Stephen Hawking, who turned 72 this month, is so much the most famous physicist in the world, it’s not an exaggeration to say he’s achieved rock star status.

“Hawking,” filmed last year and airing at 10 p.m. today on PBS, is an autobiographical film, with contributions from family members, including his former wife, Jane, and his elder sister, Mary, as well as fellow scientists.

This wouldn’t be a PBS documentary if actual content weren’t squeezed to accommodate a couple of nonacademic celebrities: Benedict Cumberbatch offers insight into how he portrayed Hawking in a film, but Jim Carrey wastes precious moments in the hour-long film that could have been better utilized.

We do hear Hawking’s story in his own words, but not his own voice, of course. He was diagnosed with amyotrophic lateral sclerosis (ALS) while at Oxford University, lost the use of his hands to the motor neuron disease in the mid-’70s and lost the ability to speak after a near-death bout of pneumonia necessitated the implantation of a ventilator through a tracheotomy.

Ever since, we have heard Hawking as the computerized voice of his communication system. It’s an interesting voice, almost Scandinavian at times, but while it is largely a monotone, the ends of his sentences tend to descend a half-step. The result is a vague suggestion of resignation in his voice. You are especially aware of it when he says things like, “Every new day could be my last.” And: “I’m totally reliant on those around me. Seventy-one years ago, my life began that way too.”

Make that, “acceptance,” because if there’s one thing we can’t help taking away from Stephen Finnigan’s film, it is that human beings are far more adaptable than we think we are. When faced with limited or no options, Hawking has not only accepted and adapted, he’s triumphed.

Hawking’s undergraduate career at Oxford was rather lackluster. It was considered unseemly for students to work too hard, and though exceptionally clever, Hawking was all for having a good time and doing minimal work.

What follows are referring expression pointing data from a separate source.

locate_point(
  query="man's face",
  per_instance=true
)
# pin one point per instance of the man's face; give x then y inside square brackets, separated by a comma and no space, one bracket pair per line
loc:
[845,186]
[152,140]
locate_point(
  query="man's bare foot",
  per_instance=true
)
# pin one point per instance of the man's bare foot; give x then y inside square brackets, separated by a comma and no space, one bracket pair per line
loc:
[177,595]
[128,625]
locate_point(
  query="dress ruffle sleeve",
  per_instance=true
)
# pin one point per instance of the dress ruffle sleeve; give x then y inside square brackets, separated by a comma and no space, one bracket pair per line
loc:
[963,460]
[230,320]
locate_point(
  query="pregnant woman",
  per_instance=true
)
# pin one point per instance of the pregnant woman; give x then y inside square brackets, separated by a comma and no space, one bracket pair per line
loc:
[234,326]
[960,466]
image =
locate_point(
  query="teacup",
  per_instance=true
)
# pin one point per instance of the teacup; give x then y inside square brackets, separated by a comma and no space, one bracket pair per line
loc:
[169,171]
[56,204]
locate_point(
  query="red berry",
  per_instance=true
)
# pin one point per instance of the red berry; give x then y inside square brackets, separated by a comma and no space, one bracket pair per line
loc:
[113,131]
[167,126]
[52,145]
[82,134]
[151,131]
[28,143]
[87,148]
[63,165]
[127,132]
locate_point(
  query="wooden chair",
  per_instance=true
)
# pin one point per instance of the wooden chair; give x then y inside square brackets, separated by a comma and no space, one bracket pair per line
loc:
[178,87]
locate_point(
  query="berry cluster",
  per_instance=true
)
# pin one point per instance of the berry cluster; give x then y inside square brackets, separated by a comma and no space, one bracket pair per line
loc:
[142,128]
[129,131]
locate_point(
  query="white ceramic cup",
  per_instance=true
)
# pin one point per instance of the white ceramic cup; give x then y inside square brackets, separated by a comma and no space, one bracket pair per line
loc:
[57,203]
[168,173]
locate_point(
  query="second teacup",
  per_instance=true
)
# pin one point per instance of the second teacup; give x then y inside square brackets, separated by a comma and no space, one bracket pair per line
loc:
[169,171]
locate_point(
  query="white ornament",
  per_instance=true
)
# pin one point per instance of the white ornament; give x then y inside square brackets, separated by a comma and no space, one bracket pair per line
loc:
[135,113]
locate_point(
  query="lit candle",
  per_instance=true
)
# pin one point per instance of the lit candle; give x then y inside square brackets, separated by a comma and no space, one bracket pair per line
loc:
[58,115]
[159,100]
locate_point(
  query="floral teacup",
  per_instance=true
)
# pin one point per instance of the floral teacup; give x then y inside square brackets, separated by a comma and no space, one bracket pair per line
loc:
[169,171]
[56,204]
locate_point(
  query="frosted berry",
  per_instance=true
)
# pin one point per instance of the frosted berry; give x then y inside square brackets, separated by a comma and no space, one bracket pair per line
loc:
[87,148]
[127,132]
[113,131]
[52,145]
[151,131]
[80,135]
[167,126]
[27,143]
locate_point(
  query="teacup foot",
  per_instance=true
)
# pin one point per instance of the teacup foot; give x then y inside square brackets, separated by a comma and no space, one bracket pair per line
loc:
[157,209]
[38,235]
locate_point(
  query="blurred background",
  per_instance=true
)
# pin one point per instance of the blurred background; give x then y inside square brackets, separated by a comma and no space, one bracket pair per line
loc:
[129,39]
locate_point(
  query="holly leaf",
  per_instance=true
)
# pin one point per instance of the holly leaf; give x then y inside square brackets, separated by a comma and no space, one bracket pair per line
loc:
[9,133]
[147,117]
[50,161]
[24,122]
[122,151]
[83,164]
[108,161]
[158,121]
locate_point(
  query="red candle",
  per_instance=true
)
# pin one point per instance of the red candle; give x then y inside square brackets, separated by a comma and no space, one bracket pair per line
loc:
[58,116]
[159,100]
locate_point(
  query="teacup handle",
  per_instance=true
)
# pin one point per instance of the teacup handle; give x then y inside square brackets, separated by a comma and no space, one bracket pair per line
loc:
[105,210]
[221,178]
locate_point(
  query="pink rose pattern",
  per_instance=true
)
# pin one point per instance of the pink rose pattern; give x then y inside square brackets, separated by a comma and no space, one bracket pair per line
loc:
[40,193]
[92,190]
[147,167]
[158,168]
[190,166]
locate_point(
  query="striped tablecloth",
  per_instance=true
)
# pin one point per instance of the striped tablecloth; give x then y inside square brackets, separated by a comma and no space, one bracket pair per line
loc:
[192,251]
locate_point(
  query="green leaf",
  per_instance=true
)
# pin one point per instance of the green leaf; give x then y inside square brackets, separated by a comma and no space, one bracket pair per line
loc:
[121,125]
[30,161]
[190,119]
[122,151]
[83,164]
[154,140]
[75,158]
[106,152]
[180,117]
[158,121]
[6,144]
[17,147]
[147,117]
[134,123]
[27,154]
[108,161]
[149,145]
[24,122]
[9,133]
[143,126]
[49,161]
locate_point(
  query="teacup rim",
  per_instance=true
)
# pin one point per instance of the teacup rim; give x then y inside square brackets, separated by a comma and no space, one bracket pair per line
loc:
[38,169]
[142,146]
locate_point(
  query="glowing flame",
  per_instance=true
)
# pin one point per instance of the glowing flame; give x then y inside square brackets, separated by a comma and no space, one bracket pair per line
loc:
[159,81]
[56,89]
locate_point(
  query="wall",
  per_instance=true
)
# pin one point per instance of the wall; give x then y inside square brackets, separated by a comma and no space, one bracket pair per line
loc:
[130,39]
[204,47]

The ALS diagnosis brought him up short. Facing the likelihood of death within just a couple of years, he at first became rather a “tragic character,” his sister recalls. He began listening obsessively to the music of Richard Wagner as he pursued his doctorate at Cambridge.

Falling in love with Jane Wilde, who became his first wife, sparked greater devotion to work in Hawking, who was determined to prove that the universe was created through the Big Bang theory. He did so by building on work done on black holes by Sir Roger Penrose.

Finnigan’s film does a superb job helping us understand the basics of complicated scientific theories, much as Hawking himself has done through his public appearances and through his book “A Brief History of Time.” Hawking not only wanted to popularize science but to do so with a book that would be a best-seller in airport gift shops. No one else believed the book would ever be that when it was published in 1988, but it more than surpassed even its author’s hopes. The book set a record of occupying a spot on the best seller list for four years and to date has sold more than 10 million copies worldwide.